Crispy Polenta Bites with Sun-Dried Tomato, Basil, and Goat Cheese

These elegant and easy gluten-free appetizers feature crispy baked polenta rounds topped with a flavorful mixture of creamy goat cheese, sun-dried tomatoes, fresh basil, and garlic. Served with an optional herbed lemon oil for dipping, they are a guaranteed crowd-pleaser that can be largely prepared ahead of time for stress-free entertaining.
Prep Time 15 minutes
Cook Time 25 minutes
Total Time 40 minutes
Servings: 6
Course: Appetizer, Snack
Cuisine: American, Italian-inspired
Calories: 180

Ingredients
  

  • 2 tablespoons olive oil, plus more for brushing
  • 1/2 cup finely chopped sun-dried tomatoes oil-packed, drained
  • 1/2 cup fresh basil, thinly sliced chiffonade
  • 4 oz goat cheese or dairy-free alternative, softened
  • 2 cloves garlic, minced
  • 1 teaspoon balsamic glaze, plus more for drizzling
  • Salt to taste
  • Freshly ground black pepper to taste
  • Fresh basil leaves for garnish
  • 1/2 cup high-quality extra virgin olive oil for optional dip
  • 1 tablespoon fresh rosemary, finely chopped for optional dip
  • 1 teaspoon red pepper flakes for optional dip
  • Zest of one lemon for optional dip

Equipment

  • Baking sheet
  • Parchment paper
  • Sharp knife
  • Cutting board
  • Medium mixing bowl
  • Small bowl
  • Pastry brush
  • Measuring cups and spoons
  • Whisk
  • Serving platter

Method
 

  1. Preheat oven to 425°F (220°C).

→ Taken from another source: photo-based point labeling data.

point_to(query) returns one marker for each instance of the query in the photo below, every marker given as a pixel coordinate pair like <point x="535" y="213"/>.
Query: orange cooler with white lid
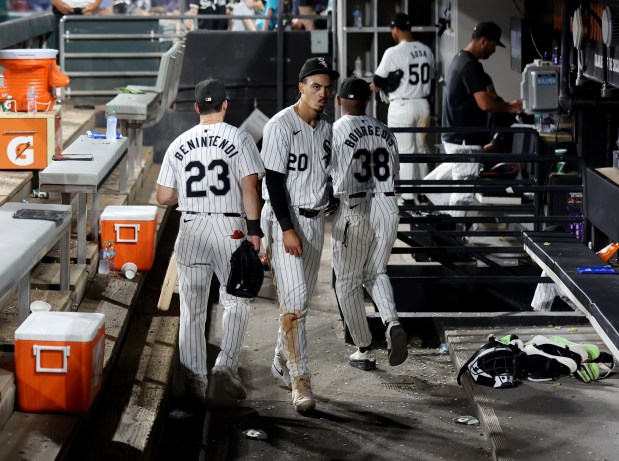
<point x="36" y="67"/>
<point x="132" y="228"/>
<point x="59" y="361"/>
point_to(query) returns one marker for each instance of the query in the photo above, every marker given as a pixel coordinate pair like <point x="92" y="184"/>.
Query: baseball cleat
<point x="279" y="370"/>
<point x="363" y="360"/>
<point x="397" y="349"/>
<point x="302" y="397"/>
<point x="231" y="380"/>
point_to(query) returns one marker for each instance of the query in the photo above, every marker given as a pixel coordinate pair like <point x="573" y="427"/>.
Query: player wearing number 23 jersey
<point x="212" y="172"/>
<point x="408" y="104"/>
<point x="365" y="165"/>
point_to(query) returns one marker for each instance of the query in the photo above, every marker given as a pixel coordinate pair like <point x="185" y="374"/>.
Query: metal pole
<point x="280" y="55"/>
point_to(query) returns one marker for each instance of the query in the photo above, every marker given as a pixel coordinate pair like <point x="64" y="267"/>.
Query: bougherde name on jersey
<point x="206" y="141"/>
<point x="371" y="130"/>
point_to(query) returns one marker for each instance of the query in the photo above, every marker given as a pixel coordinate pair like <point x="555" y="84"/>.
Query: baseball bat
<point x="169" y="284"/>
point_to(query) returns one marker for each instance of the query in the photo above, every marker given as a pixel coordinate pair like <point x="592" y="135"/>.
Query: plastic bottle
<point x="358" y="67"/>
<point x="538" y="122"/>
<point x="357" y="17"/>
<point x="2" y="88"/>
<point x="104" y="262"/>
<point x="112" y="121"/>
<point x="31" y="96"/>
<point x="560" y="153"/>
<point x="111" y="250"/>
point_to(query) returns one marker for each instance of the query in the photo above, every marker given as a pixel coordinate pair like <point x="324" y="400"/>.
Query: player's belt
<point x="228" y="215"/>
<point x="308" y="212"/>
<point x="363" y="194"/>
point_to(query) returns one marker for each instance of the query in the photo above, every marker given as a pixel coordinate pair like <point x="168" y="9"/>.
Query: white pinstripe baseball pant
<point x="295" y="278"/>
<point x="204" y="247"/>
<point x="408" y="113"/>
<point x="362" y="240"/>
<point x="456" y="172"/>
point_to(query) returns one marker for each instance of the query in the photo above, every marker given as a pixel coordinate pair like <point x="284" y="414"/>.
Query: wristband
<point x="253" y="228"/>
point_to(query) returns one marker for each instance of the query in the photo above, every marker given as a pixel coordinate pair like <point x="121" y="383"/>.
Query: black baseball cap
<point x="315" y="66"/>
<point x="489" y="30"/>
<point x="402" y="21"/>
<point x="354" y="88"/>
<point x="210" y="90"/>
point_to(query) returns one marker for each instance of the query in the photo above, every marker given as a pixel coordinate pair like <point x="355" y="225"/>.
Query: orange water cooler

Line a baking sheet with parchment paper.
  2. Unwrap the polenta tube and slice it into 1/2-inch thick rounds (about 18-20). Place rounds on the prepared baking sheet.
  3. Lightly brush the tops of the polenta rounds with olive oil and season with a pinch of salt and pepper.
  4. Bake for 20-25 minutes, flipping halfway through, until golden and crispy on both edges. Let cool slightly.
  5. While polenta bakes, make the topping: In a medium bowl, combine softened goat cheese, chopped sun-dried tomatoes, sliced basil, and minced garlic.
  6. Drizzle 1 teaspoon of balsamic glaze and add a crack of black pepper into the topping mixture. Mix gently until well combined. Taste and adjust seasoning if needed.
  7. For the optional herbed oil, whisk together 1/2 cup olive oil, chopped rosemary, red pepper flakes, and lemon zest in a small bowl.
  8. Top each warm polenta round with a generous spoonful of the sun-dried tomato and cheese mixture.
  9. Arrange bites on a serving platter. Garnish with fresh basil leaves and drizzle with additional balsamic glaze. Serve warm with the herbed oil on the side for dipping, if using.

Notes

MAKE AHEAD: Bake polenta rounds up to a day ahead; store in an airtight container and re-crisp in a 400°F oven for 5 minutes before serving. The topping mixture can be made a day ahead and stored covered in the refrigerator. DAIRY-FREE OPTION: Substitute goat cheese with a vegan cheese spread or a seasoned white bean puree. SERVING SUGGESTION: Pair with other gluten-free appetizers like a crudité platter, prosciutto-wrapped melon, or stuffed dates for a varied spread.